Intenta Frank reponer, mas cierra la boca al comprender. Y sintió una mano invisible que oprimió su cuello evitándole tragar. Paga su cuenta y ambos hombres salen del local. Suben al auto.

–¿Dónde prefiere que vayamos?

–Donde usted guste.

Arranca. Se aleja lo bastante para satisfacer la reserva de su pasajero. Solo algunas cuadras, donde las indiscreciones públicas no los alcanzaban. Pero suficientes para agusanar los dones de su deslumbrante amanecer. Estaciona a la sombra de su árbol frondoso y dado por centurias. La agitación había quedado atrás. Más no podía ya aguantar.

–Suficiente –estalla Frank –. ¿Cuál es la razón de esta inusual prudencia?

–Serénese –le aconseja Clark –. No es por mí esta precaución, sino por usted.

El cliente recapacita, se disculpa por increparlo. El detective asiente, comprensivo. Reconoce el enfado, pero no discute su motivo. Ya válida su condición saca tres sobres de color marrón del bolsillo interior de su sobretodo. Separa uno de ellos reservándose los demás y se lo entrega.

–Aquí está todo lo que quería saber.

Frank lo toma, lo abre. En su interior encontró una gran cantidad de fotografías, unas treinta en total, prolijamente ordenadas para secuenciar la historia que cubrían pesadamente. En ellas se revelaba lo que tanto anhelaba. Las sacó del estuche y comenzó a pasarlas una por una con lentitud. Lo que descubrió en ellas le resultó en extremo desagradable. La esfera de cristal en la que estaba metido se hizo pedazos, dejando lugar a la única verdad y a la que tanto temía. Le cuesta creer lo que ve a pesar de hacerlo, pero las fotografías no mentían. Aquellas imágenes, vibrando ahora entre sus manos, traducían la única realidad purificada de todo engaño.

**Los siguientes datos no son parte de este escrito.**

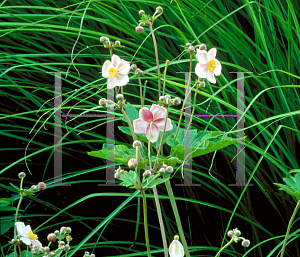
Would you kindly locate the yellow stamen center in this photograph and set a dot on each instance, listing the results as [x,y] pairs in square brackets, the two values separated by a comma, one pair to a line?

–Lamento decirle que sus sospechas eran correctas –le dice llevando un cigarrillo a su boca –. Su esposa Amelia ha estado teniendo una aventura con este sujeto ¿Le conoce usted?

–Sí, lo conozco –reniega Frank con aspereza, apretando los dientes –. Es Peter Telawait, trabaja para la misma empresa que Amelia y yo. Es un desgraciado.

–Claro está de que lo es y no por esto precisamente, comprenderá usted. Pero parece que a su esposa poco le importó que lo fuera. Creo que no necesito explicarle nada más sobre lo que muestran las fotos. ¿No cree?